I have, at this time, over 2000 mp3 files on my computer – some of which I ripped from purchased or even borrowed CDs, some which I copied from bands happy to establish an online presence and eager to get their music heard and many of which I downloaded over various peer to peer networks. The selections range from sound effects to classical to rock to spoken word and comedy. My hard drive is a veritable library of stolen sounds, a cultural sourcebook with its black heart of theft worn on its sleeve. I’ve never sold this music to anyone, or presented it under a false light, but I have made it available to others so that they may enjoy music.

 

I know.

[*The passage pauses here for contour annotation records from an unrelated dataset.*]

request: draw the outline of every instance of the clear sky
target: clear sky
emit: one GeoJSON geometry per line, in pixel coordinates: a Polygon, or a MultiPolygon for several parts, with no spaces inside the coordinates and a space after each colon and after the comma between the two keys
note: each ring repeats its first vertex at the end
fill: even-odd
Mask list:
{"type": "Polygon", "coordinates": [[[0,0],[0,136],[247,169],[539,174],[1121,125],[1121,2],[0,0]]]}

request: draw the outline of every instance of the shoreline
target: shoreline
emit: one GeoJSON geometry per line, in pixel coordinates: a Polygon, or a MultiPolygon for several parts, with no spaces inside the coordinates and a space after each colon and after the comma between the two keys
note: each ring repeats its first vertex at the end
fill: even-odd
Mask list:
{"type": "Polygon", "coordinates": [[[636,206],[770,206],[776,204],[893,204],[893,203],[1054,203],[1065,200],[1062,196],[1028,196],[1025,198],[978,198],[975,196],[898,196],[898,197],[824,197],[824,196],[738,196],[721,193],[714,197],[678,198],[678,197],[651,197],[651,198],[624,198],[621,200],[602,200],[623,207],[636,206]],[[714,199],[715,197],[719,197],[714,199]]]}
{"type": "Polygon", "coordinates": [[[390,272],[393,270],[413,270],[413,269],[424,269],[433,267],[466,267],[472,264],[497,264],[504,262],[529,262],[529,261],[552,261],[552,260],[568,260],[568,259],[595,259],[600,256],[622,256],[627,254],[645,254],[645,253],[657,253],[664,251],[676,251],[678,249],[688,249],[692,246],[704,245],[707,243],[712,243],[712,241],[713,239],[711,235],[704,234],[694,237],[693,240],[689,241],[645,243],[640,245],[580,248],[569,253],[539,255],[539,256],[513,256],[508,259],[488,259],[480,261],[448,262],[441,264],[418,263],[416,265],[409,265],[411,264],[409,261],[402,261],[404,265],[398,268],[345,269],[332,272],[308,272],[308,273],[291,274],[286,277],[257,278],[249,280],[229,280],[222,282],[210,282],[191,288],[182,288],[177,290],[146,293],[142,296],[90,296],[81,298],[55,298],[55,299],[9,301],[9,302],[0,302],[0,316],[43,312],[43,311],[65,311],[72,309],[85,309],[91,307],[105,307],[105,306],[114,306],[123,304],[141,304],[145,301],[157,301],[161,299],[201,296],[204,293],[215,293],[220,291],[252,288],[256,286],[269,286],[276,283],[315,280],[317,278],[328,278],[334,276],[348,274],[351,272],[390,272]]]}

I’m bad.

 

I also have a music collection of some 700 cassettes, 500 vinyl LPs and 600 CDs. Most I paid for, others were gifts. I figure that I have, over my lifetime spent enough money on music to pay for a good chunk of someone’s college education. I admit, though, that instead of converting cassettes to digital, or rebuying the same album in digital format, I have found it easier to download the song. I have discovered that instead of spending the cash to buy an entire CD when all that suits my taste is one song, I can find someone else who spent the money. And in return, he can take a single song from me after I’ve bought a thirty-dollar double CD set. Neither of us gets liner notes, artwork or anything else other than the pleasure of listening to a song we like.

 

And you know what the real rub is? I spend most of my time listening to the radio!

 

I used to copy songs off the radio but I’ve found that radio playlists aren’t as deep as they used to be, and their selection of music that suits my taste isn’t as comprehensive as I would like it. Songs on out of print or rare (read “expensive”) albums, alternate takes, live versions and such don’t suit the mass market need and therefore don’t get airplay. So instead of taping from the radio I copy them from someone else’s computer.

 

I know that there are myriad arguments splitting all the fair-use hairs and applying copyright issues, royalties, fees, business issues and the like, but the bottom line is that sometimes, I don’t want to pay full price when I don’t want the full product. I go to the library and not the bookstore, and I even photocopy articles from magazines at the library before replacing them on the shelves! I borrow movies when friends have rented them and don’t have to return them till Thursday. Sometimes I eat food that a friend bought and cooked and sometimes I have friends over and cook for them. Do the food providers, the authors and the filmmakers have the right to complain that we are enabling each other to avoid spending full-fare? Sure. And I think that, often, those product creators suffer more monetary damage when I don’t chip in my fair share than the music artists and record companies who lose my purchase price to online song providers. I occasionally even wish that I could buy more albums so that they would be happy. But time, money and interest preclude that; the harsh fact of life is that I will continue to tape movies off of cable, copy my co-worker’s $600 software that I intend to use but once and make my music collection available to others who want to know what is out there before or even instead of plunking down their hard earned cash on the one CD that they can afford, thus missing out on the four others that they would enjoy.

 

I am not going to take a sanctimonious route and claim it isn’t a crime, or that it is victimless, or that it pales when compares to the other wrongs in society as yet left unmitigated. I won’t make myself a victim of an unjust system or a culture of greed, nor will I justify, rationalize or excuse my actions, and attack the wastefulness of the RIAA’s subpoena parade.

 

I will live my life quietly, as a criminal, unconcerned with the precedent I set, the role model I become to my children or the lesson I present to others. I will drive 70 in a 65 zone, make Xeroxes without mentioning the TM, jaywalk with impunity, and download Prince’s version of “When you were mine” instead of combing through the back of Goldmine and shelling out $40 for the vinyl 45.

 

Somehow, society will have to survive.